Esiste un vero esercito di persone che protesta contro la politica, gli “astensionisti”, movimento al quale mi fregio appartenere da anni. Votare è un diritto, non un dovere, dovere è astenersi quando non ci si sente rappresentati, l’ipocrisia di tracciare una croce tappandosi il naso non appartiene al 25% degli Italiani. Tanta roba, troppi per essere ignorati. Non esistono tremori anarchici né fremiti rivoluzionari, esistono milioni di potenziali elettori che si rifiutano di dare fiducia ai “monnezza men”, “obiettori di coscienza” meritevoli di considerazione politica e rispetto intellettuale, la ghettizzazione degli astenuti è una risposta isterica e miope.

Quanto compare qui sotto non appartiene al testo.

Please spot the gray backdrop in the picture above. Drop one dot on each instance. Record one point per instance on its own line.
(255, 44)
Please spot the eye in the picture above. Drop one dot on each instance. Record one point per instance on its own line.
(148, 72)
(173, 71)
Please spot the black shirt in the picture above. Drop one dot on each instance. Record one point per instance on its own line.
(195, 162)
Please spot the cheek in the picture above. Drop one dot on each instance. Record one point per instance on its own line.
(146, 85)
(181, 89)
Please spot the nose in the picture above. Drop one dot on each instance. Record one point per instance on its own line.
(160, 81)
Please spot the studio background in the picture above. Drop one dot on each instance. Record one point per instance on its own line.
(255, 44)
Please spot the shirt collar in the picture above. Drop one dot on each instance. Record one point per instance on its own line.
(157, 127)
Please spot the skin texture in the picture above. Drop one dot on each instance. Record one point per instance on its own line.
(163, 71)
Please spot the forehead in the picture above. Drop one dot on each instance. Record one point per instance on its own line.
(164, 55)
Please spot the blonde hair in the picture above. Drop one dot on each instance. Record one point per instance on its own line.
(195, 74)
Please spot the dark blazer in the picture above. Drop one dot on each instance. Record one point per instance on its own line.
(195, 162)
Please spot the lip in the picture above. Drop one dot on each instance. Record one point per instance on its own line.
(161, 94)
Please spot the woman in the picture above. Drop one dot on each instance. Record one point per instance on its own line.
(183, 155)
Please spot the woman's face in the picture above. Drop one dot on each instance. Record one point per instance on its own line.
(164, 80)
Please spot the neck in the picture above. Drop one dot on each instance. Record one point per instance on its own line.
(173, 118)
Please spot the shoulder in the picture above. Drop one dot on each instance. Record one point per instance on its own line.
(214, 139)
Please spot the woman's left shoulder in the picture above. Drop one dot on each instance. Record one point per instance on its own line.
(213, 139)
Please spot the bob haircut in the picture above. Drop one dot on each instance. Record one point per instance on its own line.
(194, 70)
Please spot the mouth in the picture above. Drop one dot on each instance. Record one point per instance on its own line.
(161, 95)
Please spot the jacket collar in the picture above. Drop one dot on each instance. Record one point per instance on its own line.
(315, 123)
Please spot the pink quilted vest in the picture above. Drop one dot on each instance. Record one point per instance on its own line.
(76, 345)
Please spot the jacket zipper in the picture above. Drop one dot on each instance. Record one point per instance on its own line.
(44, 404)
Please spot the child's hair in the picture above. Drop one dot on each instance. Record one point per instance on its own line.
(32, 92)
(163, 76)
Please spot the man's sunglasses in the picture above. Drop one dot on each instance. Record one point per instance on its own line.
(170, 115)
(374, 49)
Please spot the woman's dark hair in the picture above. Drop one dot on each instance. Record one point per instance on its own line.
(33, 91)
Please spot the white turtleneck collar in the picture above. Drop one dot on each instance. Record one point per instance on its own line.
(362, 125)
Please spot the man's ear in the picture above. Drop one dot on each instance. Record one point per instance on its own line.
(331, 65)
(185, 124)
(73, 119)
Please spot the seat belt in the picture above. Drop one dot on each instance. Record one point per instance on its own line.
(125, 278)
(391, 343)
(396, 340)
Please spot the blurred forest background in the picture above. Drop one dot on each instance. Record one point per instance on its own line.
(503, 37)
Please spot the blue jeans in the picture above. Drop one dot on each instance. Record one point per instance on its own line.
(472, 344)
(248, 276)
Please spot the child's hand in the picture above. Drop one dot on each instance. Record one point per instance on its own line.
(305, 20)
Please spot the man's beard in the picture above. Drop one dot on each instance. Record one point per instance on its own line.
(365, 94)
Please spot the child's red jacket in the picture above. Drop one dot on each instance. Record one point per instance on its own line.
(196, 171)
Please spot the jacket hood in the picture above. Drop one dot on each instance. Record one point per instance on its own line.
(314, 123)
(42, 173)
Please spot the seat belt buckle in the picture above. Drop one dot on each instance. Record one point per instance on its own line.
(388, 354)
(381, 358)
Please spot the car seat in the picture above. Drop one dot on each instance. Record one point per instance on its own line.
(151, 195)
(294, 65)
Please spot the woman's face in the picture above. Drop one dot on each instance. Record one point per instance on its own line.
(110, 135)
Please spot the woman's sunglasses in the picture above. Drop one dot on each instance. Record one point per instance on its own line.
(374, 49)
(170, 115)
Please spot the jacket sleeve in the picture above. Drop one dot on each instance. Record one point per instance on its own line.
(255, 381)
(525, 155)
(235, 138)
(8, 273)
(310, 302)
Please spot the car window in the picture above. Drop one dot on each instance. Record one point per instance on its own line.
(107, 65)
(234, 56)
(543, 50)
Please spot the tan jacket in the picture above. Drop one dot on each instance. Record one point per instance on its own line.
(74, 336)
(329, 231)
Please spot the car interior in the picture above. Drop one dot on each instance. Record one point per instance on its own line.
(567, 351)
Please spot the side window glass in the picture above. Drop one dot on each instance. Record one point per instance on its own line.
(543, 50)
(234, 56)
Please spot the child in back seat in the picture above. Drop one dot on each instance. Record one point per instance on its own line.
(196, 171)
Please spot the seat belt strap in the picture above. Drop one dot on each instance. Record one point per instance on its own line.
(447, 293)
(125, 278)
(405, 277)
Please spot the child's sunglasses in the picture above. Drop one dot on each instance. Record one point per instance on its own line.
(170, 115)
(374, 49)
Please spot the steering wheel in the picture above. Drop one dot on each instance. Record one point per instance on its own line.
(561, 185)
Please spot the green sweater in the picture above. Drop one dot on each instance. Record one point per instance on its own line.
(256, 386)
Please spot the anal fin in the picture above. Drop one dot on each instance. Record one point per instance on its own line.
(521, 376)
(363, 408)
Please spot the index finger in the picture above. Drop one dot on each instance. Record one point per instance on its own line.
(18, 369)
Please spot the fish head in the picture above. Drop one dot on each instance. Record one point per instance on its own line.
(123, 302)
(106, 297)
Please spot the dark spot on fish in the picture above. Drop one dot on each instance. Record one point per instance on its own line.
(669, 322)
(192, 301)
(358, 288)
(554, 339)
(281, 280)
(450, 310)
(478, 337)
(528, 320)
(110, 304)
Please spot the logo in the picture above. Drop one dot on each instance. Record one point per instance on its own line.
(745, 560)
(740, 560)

La cronicizzazione della egodistonia dei politicanti, vecchi e nuovi, ci porterà, inevitabilmente, a quella egodistonia da camera e cucina che sarà la vera rovina di un popolo prossimo a perdere l’ancora della identità, del nucleo famigliare, delle motivazioni di base, dei valori che lo hanno reso degno di esistere. L’afflato che ancor ci rende vivi è il ribellarsi al sistema. Il “vendicatore calvo” siamo noi, non scendiamo in piazza, non devastiamo strutture, non abbracciamo lotte estreme,”urliamo” in silenzio,  disertando civilmente le urne.

L’immagine in testa al post è rappresentativa, emblematica, il “monnezza man” non è l’uomo che cerca nel contenitore, sia chiaro.